Drawing on Primo Levi’s concept of the “grey zone,” this book examines moral judgements of “privileged” Jews in Holocaust testimony, Raul Hilberg’s history, and several films, including Claude Lanzmann’s Shoah and Steven Spielberg’s Schindler’s List. Negotiating the problems and possibilities of “representing the unrepresentable,” Judging “Privileged” Jews engages with issues that are fundamental to present-day attempts to understand the Holocaust and deeply relevant to reflections on human nature.
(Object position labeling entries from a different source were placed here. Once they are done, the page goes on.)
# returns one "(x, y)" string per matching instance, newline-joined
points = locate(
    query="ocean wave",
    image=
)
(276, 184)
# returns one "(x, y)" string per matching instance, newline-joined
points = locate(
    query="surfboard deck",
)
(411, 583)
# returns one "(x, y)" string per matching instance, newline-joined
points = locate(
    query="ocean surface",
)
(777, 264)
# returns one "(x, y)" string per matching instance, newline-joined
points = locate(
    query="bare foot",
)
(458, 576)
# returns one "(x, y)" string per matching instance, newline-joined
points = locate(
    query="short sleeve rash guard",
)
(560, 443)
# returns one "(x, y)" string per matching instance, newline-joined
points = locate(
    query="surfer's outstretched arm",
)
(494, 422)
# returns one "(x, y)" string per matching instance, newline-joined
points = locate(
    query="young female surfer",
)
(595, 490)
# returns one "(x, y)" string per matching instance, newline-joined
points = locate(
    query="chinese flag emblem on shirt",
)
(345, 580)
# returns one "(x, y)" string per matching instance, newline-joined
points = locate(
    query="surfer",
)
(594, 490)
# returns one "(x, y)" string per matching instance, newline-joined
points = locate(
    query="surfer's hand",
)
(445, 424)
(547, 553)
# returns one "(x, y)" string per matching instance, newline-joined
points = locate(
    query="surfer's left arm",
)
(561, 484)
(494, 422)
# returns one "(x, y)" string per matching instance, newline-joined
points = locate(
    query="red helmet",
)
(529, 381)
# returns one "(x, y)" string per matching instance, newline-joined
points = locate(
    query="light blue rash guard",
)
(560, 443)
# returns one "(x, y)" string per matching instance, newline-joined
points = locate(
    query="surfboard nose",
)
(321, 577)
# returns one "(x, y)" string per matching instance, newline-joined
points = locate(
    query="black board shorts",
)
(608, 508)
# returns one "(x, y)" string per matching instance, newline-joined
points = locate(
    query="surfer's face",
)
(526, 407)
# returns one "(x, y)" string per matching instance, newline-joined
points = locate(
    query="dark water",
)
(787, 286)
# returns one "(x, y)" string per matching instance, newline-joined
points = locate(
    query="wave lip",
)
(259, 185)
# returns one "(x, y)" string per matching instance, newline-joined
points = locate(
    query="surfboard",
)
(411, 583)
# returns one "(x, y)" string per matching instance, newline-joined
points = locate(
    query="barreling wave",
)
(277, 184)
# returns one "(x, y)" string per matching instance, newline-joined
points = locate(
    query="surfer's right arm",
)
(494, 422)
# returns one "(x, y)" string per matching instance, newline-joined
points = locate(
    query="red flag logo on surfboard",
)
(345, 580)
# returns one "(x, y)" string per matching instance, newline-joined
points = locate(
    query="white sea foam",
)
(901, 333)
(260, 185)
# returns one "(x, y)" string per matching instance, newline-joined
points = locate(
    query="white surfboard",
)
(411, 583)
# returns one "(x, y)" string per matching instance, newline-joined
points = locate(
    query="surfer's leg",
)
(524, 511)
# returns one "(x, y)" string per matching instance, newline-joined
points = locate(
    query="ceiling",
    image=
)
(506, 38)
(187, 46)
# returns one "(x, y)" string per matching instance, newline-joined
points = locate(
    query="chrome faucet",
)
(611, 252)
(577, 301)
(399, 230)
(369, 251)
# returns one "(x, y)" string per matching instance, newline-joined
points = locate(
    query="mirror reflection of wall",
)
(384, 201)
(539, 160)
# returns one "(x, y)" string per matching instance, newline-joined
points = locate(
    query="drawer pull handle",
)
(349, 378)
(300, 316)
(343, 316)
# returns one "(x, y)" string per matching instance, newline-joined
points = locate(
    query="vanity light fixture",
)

Dr Adam Brown is a Lecturer in Media Studies at Deakin University, Australia, and works as a volunteer at the Melbourne Holocaust Museum. Co-author of Communication, New Media and Everyday Life (2012), he is intensely interested in animal and human rights issues. Adam’s research has spanned Holocaust representation, surveillance and film, mediations of rape, digital children’s television, and board game culture.

Dr Mirna Cicioni is an Honorary Research Associate at Monash University and professional interpreter. Her research has focused on post-World War II Italian authors, linguistics, and gender studies. Mirna is the author of one of the first books on Auschwitz survivor Primo Levi, entitled Primo Levi: Bridges of Knowledge (1995).